By comparing the MIC values obtained from the different extraction solvents, regardless of the time of the day and the harvested parts, it appears that methanol is the best extraction solvent with MICs between 8 and 1024 µg/mL. According to Osama [29], during the extraction with a solvent, phytomolecules dissolve in the extraction solvent according to their polarity. Thus, the active compounds of this plant could be a mixture of polar and semipolar compounds best extracted with methanol. These results are in line with those of Benbrinis [30] who found that, compared to water, the methanol extract of the aerial part of Santolina chamaecyparissus, a medicinal plant from the pharmacopoeia tradition of Algeria, had a considerable antibacterial effect on the strains tested.

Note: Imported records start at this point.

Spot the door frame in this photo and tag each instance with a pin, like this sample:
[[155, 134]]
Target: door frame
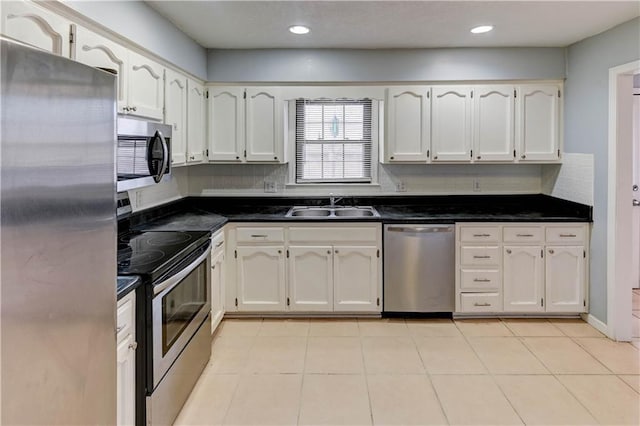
[[619, 216]]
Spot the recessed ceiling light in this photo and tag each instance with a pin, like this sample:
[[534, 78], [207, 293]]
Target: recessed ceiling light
[[299, 29], [482, 29]]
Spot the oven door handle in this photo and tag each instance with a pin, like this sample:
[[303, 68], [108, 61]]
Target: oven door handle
[[172, 281]]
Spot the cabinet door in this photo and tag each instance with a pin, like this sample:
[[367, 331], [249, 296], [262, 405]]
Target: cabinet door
[[195, 117], [523, 279], [311, 278], [260, 278], [409, 124], [451, 112], [97, 51], [175, 115], [126, 382], [226, 124], [493, 118], [146, 87], [264, 125], [564, 273], [355, 270], [538, 117], [217, 288], [40, 28]]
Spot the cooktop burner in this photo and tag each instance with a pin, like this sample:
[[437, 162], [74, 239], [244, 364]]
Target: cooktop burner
[[152, 253]]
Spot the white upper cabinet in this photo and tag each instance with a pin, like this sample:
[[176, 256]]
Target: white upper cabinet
[[146, 87], [196, 122], [175, 115], [493, 123], [538, 117], [94, 50], [451, 123], [264, 125], [37, 27], [226, 124], [246, 125], [409, 124]]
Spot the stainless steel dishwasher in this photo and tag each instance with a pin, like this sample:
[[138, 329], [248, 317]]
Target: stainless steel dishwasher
[[419, 274]]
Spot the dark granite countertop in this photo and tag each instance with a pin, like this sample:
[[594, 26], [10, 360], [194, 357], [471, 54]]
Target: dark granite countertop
[[125, 285], [211, 213]]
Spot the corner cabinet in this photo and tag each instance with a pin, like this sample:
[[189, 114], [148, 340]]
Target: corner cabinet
[[126, 361], [321, 268], [246, 125], [521, 268], [25, 21]]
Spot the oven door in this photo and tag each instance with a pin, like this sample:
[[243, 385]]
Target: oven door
[[179, 306]]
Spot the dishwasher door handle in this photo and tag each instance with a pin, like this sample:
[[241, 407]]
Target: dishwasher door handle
[[421, 229]]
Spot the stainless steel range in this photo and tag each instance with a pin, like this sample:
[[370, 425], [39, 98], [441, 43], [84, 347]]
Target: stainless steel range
[[174, 305]]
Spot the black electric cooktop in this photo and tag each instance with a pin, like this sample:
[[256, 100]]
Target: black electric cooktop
[[152, 253]]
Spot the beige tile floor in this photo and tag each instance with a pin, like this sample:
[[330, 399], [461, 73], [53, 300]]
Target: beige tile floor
[[415, 372]]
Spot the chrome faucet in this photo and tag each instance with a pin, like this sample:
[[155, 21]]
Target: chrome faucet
[[333, 200]]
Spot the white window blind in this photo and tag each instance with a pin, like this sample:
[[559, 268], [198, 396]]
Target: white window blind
[[333, 141]]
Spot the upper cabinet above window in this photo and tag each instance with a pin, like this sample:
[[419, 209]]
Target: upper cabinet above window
[[476, 123], [35, 26]]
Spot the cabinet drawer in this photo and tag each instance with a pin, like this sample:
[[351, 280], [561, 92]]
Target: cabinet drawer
[[125, 317], [259, 235], [480, 255], [522, 234], [565, 234], [333, 234], [480, 279], [480, 234], [480, 302]]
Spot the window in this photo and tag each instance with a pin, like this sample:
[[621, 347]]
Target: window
[[333, 141]]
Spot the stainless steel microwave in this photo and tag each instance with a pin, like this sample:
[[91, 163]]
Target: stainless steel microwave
[[143, 153]]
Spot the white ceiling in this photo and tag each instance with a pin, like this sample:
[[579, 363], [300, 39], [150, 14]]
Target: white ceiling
[[393, 24]]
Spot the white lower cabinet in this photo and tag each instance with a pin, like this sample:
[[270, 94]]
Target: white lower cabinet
[[126, 361], [333, 268], [523, 279], [356, 278], [311, 278], [543, 268], [260, 278]]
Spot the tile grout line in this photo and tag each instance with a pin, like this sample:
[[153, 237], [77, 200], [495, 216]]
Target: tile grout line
[[490, 374], [429, 377]]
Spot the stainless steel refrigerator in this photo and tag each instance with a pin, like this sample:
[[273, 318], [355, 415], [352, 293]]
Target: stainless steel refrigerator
[[57, 240]]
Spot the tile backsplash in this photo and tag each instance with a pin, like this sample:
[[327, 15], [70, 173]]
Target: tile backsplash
[[247, 179]]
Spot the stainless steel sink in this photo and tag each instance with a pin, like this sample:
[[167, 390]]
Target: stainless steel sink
[[332, 212]]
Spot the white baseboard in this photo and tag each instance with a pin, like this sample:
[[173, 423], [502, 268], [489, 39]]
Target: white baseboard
[[596, 323]]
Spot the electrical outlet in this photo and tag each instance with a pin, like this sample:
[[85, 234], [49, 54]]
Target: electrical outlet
[[401, 187], [270, 186]]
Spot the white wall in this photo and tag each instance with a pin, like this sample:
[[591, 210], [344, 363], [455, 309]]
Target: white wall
[[586, 129], [353, 65], [144, 26]]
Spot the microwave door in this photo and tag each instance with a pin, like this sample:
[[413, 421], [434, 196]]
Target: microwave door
[[157, 156]]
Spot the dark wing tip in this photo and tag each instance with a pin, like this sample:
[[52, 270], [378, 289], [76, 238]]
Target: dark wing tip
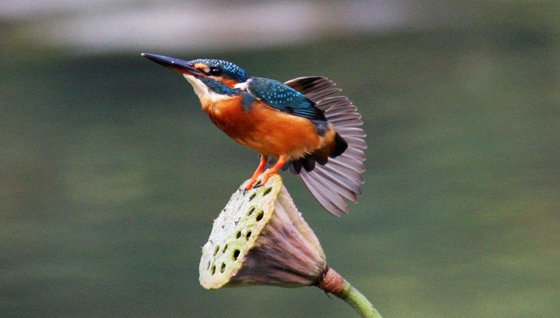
[[341, 178]]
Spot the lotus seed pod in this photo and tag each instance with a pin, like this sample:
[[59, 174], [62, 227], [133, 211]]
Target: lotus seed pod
[[261, 238]]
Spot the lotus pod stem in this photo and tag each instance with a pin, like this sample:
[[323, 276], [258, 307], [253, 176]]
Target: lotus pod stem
[[260, 238]]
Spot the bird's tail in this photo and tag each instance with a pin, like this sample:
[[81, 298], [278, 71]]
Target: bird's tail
[[339, 179]]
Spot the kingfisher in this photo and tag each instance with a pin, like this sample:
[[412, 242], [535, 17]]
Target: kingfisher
[[303, 125]]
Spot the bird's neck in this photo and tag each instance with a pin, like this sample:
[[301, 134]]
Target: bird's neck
[[211, 92]]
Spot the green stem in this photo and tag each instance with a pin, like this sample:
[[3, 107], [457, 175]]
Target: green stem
[[358, 301], [332, 282]]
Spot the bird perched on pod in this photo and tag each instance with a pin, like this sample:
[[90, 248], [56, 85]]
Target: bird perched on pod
[[302, 124]]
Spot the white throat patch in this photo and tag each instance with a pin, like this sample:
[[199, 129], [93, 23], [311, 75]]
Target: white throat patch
[[203, 92]]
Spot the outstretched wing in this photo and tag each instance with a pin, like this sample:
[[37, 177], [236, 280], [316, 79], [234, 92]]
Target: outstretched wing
[[340, 179], [284, 98]]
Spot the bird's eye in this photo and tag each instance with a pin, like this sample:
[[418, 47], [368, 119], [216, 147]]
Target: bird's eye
[[215, 70]]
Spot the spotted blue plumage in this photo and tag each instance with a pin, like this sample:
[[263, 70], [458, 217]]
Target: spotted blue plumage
[[229, 70], [284, 98]]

The methanol extracts of bark from H. madagascariensis were more active on E. coli and S. aureus strains which are resistant to some commonly used antibiotics in Cameroon including ampicillin, piperacillin/tazobactam, nalidixic acid, ciprofloxacin, ofloxacin, kanamycin, erythromycin, tetracycline, flomoxef, and chloramphenicol. The efficiency of the methanol extracts of the barks of H. madagascariensis, thus, proves that the bark of this plant is a potential source of antibacterial molecules capable of fighting against diseases mostly caused by these microorganisms, including those caused by their multiresistant forms. The results are complementary to previous works, which reported the antibacterial activity of the aqueous extract of the leaves and bark of H. madagascariensis on S. paratyphi, S. aureus, and E. coli. [7].
5. Conclusion
This study focused on the evaluation of the influence of the plant’s parts, the harvest period, and the solvent on the yield and antibacterial activity of H. madagascariensis. The aim was to highlight the optimal conditions for antibacterial activity of H. madagascariensis extracts. It appeared that the highest yields were obtained with the bark of H. madagascariensis regardless of the harvest period and the extraction solvent. It also appeared that bark extracts had the best antibacterial activity. The ideal time for harvesting the barks for good antibacterial activity was the evening (6 p.m.), and the solvent that made it possible to concentrate the maximum of the antibacterial compound was methanol. This study further confirms the use of the bark of H. madagascariensis as an antibacterial agent and, better still, the use of the barks harvested at 6 p.m. and extracted with methanol.
Conflicts of Interest
The authors declare that they have no conflicts of interest regarding the publication of this article.
Authors’ Contributions
Doriane Deutou Tégaboué was the main field investigator. Raymond Simplice Mouokeu and Rosalie Anne Ngono Ngane designed and supervised the work. Cedric Laurel Pouaha Cidjeu, Ebelle Etame Rebecca Madeleine, Ngo Hagbe Diana, and Issa Moussa participated in the fieldwork. Sikam Klev Gaitan and Tientcheu Raphael participated in the manuscript writing. All the authors read and approved the final manuscript.
Acknowledgments
The authors are grateful to Dr. Gordon Ajonina for English revision.
Open Research
Data Availability
The data supporting the findings of this study are available within the article.